Counsel for appellants contend that the record presents three questions for a decision of this cause, and the same are meticulously stated, in his brief. We think the pivotal point here presented is whether or not the defendants, Palm Beach Sash and Door Company and Edward U. Roddy, Sr., had notice, actual or constructive, of the sale contract dated November 9, 1939, between Phyllis M. Bradner and Clifton L. Rice on January 3, 1940, at the time of accepting a deed thereto. There is no controverted question as to who was the record owner of said property.

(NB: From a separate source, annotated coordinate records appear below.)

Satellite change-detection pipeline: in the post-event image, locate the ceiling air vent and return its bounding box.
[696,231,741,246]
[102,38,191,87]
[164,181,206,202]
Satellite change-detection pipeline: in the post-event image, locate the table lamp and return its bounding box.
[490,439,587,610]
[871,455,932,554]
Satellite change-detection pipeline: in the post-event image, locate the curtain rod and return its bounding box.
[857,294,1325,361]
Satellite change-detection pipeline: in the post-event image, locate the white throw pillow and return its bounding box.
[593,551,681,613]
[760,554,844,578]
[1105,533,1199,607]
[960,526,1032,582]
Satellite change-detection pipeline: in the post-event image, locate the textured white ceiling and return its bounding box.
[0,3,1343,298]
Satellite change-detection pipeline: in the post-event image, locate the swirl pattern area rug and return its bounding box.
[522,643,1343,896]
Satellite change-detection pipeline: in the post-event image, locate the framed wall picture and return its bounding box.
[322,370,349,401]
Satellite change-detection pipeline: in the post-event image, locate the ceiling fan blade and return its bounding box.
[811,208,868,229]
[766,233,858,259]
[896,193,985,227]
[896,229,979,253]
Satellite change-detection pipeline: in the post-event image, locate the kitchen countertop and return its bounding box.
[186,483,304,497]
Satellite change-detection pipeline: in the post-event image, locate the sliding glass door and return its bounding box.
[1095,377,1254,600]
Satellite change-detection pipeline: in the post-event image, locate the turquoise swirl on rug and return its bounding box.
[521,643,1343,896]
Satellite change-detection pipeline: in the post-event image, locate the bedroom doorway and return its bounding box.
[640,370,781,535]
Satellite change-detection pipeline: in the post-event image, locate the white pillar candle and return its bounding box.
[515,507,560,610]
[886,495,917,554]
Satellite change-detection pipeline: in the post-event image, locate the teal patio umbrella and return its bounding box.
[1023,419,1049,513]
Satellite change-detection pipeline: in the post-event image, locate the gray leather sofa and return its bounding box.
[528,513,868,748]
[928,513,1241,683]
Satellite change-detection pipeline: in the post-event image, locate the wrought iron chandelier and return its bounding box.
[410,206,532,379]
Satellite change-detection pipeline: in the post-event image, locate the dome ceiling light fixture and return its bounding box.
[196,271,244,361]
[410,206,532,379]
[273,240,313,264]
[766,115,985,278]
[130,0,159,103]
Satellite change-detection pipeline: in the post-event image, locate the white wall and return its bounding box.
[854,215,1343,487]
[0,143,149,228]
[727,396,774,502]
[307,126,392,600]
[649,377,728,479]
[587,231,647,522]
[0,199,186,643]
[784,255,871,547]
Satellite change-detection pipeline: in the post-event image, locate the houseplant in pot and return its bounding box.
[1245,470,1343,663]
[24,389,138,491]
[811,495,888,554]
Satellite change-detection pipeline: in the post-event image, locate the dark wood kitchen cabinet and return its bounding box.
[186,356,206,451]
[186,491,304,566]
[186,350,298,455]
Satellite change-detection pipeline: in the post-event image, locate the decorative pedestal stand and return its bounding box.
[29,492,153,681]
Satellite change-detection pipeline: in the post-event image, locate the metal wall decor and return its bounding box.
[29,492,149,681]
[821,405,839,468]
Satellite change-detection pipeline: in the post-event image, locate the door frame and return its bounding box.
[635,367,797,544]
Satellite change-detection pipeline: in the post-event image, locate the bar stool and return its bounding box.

The lower court was of the opinion, and so held, that Edward U. Roddy, Sr., had actual and constructive notice of the Rice-Bradner contract on the date of the acceptance of the deed thereto in the name of Palm Beach Sash Door Company. There is much evidence in the record to support the findings of the chancellor below on this point.
The respective businesses of the parties to the suit were located on each side of the 25-foot alley involved in this litigation. It was to the business interest of each party to the suit to obtain a title to the property and naturally each wanted to obtain it at the least possible cost. On two occasions after November 9, 1939, and prior to January 3, 1940, Rice told Roddy that he held a contract to purchase said property. There is evidence to show that Mrs. Bradner told Roddy that she had entered into a contract of sale of the property with Rice. Judge John L. Moore told Roddy that he had prepared the contract of sale of said land and the same was signed in his office by Rice and Mrs. Bradner, and it is inescapable that Roddy had knowledge, both actual and constructive, of the existence of the contract to sell between Mrs. Bradner and Rice on January 3, 1940, at the time of the acceptance of the deed. The record shows that Rice went into possession of the property under the contract of purchase and rented the building located thereon to a Mr. Aiello for the sum of $25.00 per month and delivered to him the key to the house. Shortly after Mr. Roddy obtained the deed he advised Mr. Aiello to surrender the possession of said building to him and that on his failure so to do the rentals would be substantially increased.
The burden of showing error rests upon the party asserting it. See Alford v. Barnett National Bank, 137 Fla. 564, 188 So. 322; Flagler Finance Corp. v. Therrell, 118 Fla. 396, 159 So. 868. It is settled law that a decree will not be reversed on facts unless clearly erroneous. See Schonfeld v. Engler, 119 Fla. 138, 160 So. 879. The Supreme Court will not disturb a chancellor's findings on facts unless shown to be clearly erroneous, as where the decree is manifestly against the weight or legal effect of the evidence, or there is a clear lack of proof of some of the elements that are essential to support the chancellor's findings. See Stigletts v. McDonald, 135 Fla. 385, 186 So. 233. It is true that the evidence in the case at bar was taken before an examiner and reviewed by the chancellor below, and there are conflicts and disputes on some of the essential points as disclosed by the record. The conclusions of the chancellor upon the facts, although the evidence was not taken before him, will not be disturbed unless shown to be clearly erroneous. See Sabins v. City of Daytona Beach, 130 Fla. 62, 177 So. 229.
We fail to find error in the record and accordingly the decree apealed from is hereby affirmed.
BROWN, C, J., TERRELL and THOMAS, J. J., concur.